Morphological alterations in neocortical and cerebellar GABAergic neurons in a canine model of juvenile Batten disease.

The pathogenesis of brain dysfunction in a canine model of juvenile Batten disease was studied with techniques designed to determine sequential changes in mitochondrial morphology and cytochrome oxidase (CO) activity, and in neurons and synapses using gamma-aminobutyric acid (GABA) as a neurotransmitter. Histochemical and immunocytochemical methods were employed. Mitochondrial alterations were found in a select population of nonpyramidal neurons in neocortex and claustrum, and in cerebellar basket cells. Proportions of affected neurons at any one time remained constant over the disease course, with morphologically-abnormal mitochondria first being recognized at age 6 months.
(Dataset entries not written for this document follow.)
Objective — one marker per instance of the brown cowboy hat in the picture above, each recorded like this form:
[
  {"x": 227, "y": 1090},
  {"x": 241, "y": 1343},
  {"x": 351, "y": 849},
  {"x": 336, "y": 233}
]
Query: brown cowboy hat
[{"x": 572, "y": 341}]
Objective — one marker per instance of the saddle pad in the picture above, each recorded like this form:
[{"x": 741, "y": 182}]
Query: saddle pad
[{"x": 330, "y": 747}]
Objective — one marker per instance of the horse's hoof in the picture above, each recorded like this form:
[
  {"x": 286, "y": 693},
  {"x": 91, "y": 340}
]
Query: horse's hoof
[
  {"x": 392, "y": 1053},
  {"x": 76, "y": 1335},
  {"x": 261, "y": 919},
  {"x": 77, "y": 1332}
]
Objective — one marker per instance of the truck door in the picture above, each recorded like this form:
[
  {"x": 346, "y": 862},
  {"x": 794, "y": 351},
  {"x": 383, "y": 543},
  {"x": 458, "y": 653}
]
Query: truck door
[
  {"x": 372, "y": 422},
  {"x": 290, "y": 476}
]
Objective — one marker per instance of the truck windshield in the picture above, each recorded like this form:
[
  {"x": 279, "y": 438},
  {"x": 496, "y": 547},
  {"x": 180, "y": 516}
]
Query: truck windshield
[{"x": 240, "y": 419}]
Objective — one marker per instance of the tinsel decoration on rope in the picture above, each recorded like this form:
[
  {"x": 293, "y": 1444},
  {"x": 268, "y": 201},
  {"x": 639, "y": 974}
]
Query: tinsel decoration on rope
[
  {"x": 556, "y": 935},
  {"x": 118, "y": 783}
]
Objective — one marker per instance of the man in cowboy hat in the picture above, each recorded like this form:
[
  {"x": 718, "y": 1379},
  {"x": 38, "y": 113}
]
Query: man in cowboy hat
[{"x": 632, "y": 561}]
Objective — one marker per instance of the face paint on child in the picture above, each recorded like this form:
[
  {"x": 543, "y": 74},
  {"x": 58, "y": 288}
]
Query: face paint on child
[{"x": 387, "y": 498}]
Enlarged mitochondria were readily identifiable at the light microscope (LM) level as large CO-positive or mitochondrial antibody-positive granular structures. Colabelling with antibodies to GABA or to parvalbumin (PV) indicated that most of these cells were GABAergic. Ultrastructurally, atypical mitochondria were characterized by globular enlargement, intramitochondrial membranous inclusions, and disorganized internal structure. CO activity in all other cell somata and in neuropil was diminished compared with normal, age-matched tissue. Glutamic acid decarboxylase (GAD), PV, and GABA studies demonstrated loss of GABAergic neurons and synapses in cortex and cerebellum of affected dogs. These results indicate that abnormal mitochondria are present in neurons in Batten disease, and suggest that suboptimal mitochondrial function may play a role in the pathogenic mechanisms of brain dysfunction in this disorder.